As an adult, I now understand that Peter had every intention of being true to Jesus even to the very end… but he let fear get in the way. I now know how easily that can happen …and I confess that I would not have made it that far even though I too grew to love Jesus…just like Peter.
We know that throughout the history of Christianity men and women have died for their faith rather than deny Jesus. Even today there are many parts of the world where members of our catholic family are politically prosecuted, physically tortured and sometimes executed because they are Catholic.
Fortunately, at least for today, we do not have to face this challenge living in America.
But Peter’s story is very important to us, because we all find ourselves in the place of failure from time to time even though we would like to think that we would never deny Jesus. But if we are courageous enough to look at our lives, we may find that we do in fact deny Jesus in our daily lives.
• When we are too busy to pray, we deny that Jesus is the center of our lives.
• When we worry, we deny that Jesus is Lord of all circumstances.
• When we turn our head from someone in need, we deny that we are here on earth to be His hands and his feet.
• When we steal from another, weather it be material goods or credit that is rightly due another and claim it for ourselves, we deny that Jesus is the source of all blessings.
• When we seek our own way we deny that Jesus is the way.
• When we fail to pick up our cross daily we deny that Jesus carried the cross for our sins.
• And when we fail to forgive, we forget that Jesus forgave Peter and asks that we too forgive.
There are times in our life when we may all feel the same shame and disappointment in ourselves that Peter felt when that rooster crowed. And we may wonder how Jesus could ever forgive us. But we are told that the moment the rooster crowed Jesus turned and looked into Peters eyes. It was not a look of anger, it was not an “I told you so” look. It was a look of pure love.

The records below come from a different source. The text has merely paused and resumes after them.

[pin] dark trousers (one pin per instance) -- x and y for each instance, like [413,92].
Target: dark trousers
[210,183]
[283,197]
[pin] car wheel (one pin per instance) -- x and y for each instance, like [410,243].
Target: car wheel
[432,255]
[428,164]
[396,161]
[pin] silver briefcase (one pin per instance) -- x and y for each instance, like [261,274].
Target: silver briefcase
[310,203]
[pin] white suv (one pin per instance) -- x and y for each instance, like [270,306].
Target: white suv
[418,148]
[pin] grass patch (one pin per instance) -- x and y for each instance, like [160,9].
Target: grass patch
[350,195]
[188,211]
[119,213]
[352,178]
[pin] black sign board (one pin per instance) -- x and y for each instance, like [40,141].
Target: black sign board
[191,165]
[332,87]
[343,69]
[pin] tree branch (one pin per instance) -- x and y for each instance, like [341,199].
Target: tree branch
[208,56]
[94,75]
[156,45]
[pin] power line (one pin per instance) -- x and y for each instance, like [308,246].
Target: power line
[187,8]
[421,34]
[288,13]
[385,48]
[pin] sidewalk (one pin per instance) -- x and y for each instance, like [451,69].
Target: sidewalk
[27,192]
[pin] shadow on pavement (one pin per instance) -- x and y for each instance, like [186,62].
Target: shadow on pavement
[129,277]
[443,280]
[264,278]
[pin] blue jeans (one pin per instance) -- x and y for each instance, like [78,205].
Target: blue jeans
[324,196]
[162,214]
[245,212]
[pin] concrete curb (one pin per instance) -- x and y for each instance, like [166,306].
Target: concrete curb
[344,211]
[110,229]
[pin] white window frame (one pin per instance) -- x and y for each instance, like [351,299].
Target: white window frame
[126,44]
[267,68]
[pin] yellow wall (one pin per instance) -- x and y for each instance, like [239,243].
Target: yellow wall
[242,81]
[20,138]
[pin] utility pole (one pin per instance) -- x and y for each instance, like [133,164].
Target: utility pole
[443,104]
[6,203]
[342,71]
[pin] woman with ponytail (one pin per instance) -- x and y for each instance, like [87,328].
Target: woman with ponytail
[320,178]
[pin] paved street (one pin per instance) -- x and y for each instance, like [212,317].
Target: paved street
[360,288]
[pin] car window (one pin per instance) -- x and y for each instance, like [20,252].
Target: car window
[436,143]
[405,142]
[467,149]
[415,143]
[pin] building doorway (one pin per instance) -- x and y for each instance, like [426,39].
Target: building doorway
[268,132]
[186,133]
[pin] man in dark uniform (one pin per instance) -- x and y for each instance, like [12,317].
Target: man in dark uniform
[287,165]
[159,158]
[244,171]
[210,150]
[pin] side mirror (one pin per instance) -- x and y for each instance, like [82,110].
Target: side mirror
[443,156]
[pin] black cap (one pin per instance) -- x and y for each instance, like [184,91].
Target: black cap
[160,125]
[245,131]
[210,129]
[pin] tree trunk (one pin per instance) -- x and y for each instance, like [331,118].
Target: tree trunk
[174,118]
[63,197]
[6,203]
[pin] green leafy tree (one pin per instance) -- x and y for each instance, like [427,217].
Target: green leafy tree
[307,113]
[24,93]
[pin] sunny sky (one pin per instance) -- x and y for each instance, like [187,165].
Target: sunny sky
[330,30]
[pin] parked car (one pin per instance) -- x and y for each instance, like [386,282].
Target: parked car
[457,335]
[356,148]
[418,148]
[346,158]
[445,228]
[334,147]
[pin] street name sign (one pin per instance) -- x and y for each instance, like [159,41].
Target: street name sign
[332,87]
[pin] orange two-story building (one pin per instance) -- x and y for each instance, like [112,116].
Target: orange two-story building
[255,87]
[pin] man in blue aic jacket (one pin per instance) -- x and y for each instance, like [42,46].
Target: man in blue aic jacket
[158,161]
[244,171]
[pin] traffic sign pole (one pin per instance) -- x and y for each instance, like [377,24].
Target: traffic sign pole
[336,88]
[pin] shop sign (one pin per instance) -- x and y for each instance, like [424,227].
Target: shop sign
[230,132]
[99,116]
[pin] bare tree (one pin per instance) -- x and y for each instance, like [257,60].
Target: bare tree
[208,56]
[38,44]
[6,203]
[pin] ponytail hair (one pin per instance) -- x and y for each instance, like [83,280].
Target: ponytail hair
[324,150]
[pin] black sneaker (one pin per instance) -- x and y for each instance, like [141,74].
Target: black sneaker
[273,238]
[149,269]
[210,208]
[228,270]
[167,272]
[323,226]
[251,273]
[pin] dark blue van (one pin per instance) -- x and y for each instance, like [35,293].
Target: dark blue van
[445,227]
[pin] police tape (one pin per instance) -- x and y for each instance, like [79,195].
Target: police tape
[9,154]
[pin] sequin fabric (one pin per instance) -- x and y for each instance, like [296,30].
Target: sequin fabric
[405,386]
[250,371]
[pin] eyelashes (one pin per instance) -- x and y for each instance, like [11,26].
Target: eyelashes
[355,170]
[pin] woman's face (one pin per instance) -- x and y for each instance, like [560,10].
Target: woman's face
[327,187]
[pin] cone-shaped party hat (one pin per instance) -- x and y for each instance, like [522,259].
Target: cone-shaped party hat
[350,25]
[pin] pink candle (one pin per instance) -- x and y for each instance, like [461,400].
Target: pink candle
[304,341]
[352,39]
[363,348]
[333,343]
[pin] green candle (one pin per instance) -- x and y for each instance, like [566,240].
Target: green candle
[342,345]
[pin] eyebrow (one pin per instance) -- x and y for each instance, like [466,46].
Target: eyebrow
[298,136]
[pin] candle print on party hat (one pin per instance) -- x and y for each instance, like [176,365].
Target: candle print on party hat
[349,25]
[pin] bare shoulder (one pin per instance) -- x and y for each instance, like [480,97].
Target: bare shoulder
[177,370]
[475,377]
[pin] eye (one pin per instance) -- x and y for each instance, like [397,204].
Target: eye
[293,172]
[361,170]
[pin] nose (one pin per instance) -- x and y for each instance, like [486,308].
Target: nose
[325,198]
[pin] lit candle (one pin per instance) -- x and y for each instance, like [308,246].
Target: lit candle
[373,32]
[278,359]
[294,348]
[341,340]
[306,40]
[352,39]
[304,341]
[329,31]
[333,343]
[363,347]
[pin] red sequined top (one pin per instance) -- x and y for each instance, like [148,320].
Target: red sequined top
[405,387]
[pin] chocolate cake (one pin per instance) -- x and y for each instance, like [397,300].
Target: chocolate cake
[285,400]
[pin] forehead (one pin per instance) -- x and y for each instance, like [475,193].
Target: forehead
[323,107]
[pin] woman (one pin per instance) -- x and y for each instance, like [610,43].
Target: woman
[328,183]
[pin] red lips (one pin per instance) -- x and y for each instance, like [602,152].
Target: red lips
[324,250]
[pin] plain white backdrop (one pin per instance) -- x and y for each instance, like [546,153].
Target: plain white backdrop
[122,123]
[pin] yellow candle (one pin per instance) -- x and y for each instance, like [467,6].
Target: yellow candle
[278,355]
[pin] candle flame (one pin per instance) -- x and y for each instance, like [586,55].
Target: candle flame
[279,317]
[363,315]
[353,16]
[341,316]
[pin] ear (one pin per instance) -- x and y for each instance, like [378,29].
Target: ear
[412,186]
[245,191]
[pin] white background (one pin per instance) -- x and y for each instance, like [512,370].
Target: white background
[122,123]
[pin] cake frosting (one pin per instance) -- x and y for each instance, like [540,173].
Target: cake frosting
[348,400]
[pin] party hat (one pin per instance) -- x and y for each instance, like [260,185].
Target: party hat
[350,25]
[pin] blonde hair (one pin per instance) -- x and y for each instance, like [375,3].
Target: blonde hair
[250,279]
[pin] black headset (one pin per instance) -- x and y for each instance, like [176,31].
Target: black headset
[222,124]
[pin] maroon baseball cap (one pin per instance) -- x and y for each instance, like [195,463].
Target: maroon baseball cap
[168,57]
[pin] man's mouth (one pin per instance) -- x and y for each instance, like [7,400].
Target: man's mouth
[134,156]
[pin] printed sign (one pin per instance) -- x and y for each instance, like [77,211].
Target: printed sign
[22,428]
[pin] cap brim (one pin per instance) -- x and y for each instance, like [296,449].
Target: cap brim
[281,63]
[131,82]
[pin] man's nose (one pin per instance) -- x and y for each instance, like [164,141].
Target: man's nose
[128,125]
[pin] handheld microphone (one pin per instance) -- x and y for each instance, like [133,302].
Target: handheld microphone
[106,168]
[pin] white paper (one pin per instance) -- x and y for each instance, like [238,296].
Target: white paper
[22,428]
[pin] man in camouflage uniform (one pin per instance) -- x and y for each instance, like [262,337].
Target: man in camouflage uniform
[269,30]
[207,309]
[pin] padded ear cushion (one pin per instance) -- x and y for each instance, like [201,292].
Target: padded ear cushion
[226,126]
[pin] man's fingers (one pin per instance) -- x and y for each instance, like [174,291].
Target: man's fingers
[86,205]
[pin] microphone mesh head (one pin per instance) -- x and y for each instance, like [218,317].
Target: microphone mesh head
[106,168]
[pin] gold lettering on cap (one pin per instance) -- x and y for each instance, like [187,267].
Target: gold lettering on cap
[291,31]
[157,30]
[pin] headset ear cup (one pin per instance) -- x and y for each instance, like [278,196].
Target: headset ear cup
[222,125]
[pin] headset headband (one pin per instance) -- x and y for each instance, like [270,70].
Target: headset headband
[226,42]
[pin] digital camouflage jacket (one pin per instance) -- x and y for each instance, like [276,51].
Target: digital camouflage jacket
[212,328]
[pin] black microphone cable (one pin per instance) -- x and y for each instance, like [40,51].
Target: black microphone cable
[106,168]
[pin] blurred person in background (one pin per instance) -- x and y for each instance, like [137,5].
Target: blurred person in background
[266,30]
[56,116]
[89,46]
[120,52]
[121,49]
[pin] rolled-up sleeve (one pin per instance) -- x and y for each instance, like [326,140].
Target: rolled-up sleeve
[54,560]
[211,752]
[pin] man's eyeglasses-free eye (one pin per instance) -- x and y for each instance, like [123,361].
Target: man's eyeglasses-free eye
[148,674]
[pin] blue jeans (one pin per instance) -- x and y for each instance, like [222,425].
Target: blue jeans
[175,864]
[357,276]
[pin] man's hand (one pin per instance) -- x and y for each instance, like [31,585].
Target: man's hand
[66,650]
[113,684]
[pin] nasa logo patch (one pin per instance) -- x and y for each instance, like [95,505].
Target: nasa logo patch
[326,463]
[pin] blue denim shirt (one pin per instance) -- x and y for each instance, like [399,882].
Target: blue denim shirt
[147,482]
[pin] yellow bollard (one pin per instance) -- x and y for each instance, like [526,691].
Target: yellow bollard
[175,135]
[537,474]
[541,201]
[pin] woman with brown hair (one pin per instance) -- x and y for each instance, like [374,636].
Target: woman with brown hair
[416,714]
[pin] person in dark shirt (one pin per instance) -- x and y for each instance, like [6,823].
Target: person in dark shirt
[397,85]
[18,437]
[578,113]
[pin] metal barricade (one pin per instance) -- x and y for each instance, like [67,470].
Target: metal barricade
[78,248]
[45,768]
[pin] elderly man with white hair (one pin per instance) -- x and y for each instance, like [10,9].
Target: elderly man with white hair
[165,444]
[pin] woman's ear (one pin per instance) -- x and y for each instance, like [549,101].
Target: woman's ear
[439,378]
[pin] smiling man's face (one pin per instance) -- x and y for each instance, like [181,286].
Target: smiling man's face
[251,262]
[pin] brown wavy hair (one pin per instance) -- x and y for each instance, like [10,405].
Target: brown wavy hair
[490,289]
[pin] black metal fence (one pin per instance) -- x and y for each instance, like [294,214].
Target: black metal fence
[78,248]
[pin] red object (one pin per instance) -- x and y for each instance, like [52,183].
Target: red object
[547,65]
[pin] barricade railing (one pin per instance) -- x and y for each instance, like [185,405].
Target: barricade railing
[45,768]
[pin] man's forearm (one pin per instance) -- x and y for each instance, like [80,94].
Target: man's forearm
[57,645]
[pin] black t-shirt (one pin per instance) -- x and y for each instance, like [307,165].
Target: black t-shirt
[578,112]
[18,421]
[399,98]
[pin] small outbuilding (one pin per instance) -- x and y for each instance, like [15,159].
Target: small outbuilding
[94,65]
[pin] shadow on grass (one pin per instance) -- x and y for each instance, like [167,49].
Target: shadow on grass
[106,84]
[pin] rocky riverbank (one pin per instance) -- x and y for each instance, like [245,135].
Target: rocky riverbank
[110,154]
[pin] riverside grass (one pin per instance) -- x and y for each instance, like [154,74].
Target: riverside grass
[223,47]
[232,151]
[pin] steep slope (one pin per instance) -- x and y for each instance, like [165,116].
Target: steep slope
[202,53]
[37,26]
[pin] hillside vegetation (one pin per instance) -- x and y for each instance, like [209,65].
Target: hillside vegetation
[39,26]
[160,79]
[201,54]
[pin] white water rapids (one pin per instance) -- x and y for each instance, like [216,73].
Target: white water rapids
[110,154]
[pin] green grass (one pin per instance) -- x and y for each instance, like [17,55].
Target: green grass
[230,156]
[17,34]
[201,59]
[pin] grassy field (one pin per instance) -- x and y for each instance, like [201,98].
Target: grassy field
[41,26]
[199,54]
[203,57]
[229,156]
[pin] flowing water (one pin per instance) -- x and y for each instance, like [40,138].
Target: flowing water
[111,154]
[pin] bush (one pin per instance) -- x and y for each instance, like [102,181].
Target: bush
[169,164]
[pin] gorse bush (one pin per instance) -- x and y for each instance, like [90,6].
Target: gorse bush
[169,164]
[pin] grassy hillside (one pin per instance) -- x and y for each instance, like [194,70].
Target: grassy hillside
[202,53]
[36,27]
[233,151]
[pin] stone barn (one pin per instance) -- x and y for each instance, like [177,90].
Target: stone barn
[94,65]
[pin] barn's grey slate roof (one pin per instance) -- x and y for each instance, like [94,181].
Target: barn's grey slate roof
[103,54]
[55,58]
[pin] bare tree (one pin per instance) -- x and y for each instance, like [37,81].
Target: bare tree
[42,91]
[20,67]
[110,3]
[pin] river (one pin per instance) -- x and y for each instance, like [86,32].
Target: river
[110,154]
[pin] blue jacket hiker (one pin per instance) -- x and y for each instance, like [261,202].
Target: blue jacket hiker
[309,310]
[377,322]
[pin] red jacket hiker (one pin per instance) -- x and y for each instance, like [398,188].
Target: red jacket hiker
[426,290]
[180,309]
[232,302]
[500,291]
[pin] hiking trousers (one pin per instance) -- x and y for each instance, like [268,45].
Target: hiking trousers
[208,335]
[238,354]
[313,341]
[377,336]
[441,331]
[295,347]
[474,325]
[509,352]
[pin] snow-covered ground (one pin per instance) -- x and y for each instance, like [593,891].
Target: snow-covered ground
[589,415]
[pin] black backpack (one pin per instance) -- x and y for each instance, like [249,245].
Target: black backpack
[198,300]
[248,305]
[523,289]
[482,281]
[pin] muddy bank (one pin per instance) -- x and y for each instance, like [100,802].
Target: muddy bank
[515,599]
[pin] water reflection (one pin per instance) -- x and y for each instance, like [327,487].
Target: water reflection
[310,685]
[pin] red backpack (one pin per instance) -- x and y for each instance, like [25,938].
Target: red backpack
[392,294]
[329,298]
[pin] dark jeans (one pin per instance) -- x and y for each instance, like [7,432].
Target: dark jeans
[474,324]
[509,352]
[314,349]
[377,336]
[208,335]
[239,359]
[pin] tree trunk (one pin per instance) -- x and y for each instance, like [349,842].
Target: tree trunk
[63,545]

Jesus looked at him with such compassion that Peter could do nothing but melt before his gaze.
Peter broke and began to weep.
This story of Peter showcases the grace and forgiveness of Jesus. No matter what we do to deny Jesus, If we can look through the eyes of Peter we can see the forgiveness that he saw that night by the fire.
And we know the rest of the story…Not only is Peter forgiven on this night, but he is the one to enter the empty tomb where Jesus was laid. And just a few days later, He is the one that Jesus asks to feed my sheep and follow Me.
He is the one whom God uses to preach to the crowd on the Day of Pentecost.
He was restored, Peter becomes the rock.
What the Lord did for Peter, he has done and will always do for those who believe in the healing power of his love. This Holy Week as we relive the Greatest story ever told, let us remember that no matter how dark the Friday, how cold the tomb,
there is always hope of Easter morning with our Risen Savior.
One thing we can not deny is His love for us as evidenced whenever we look at the cross and see His outstretched arms.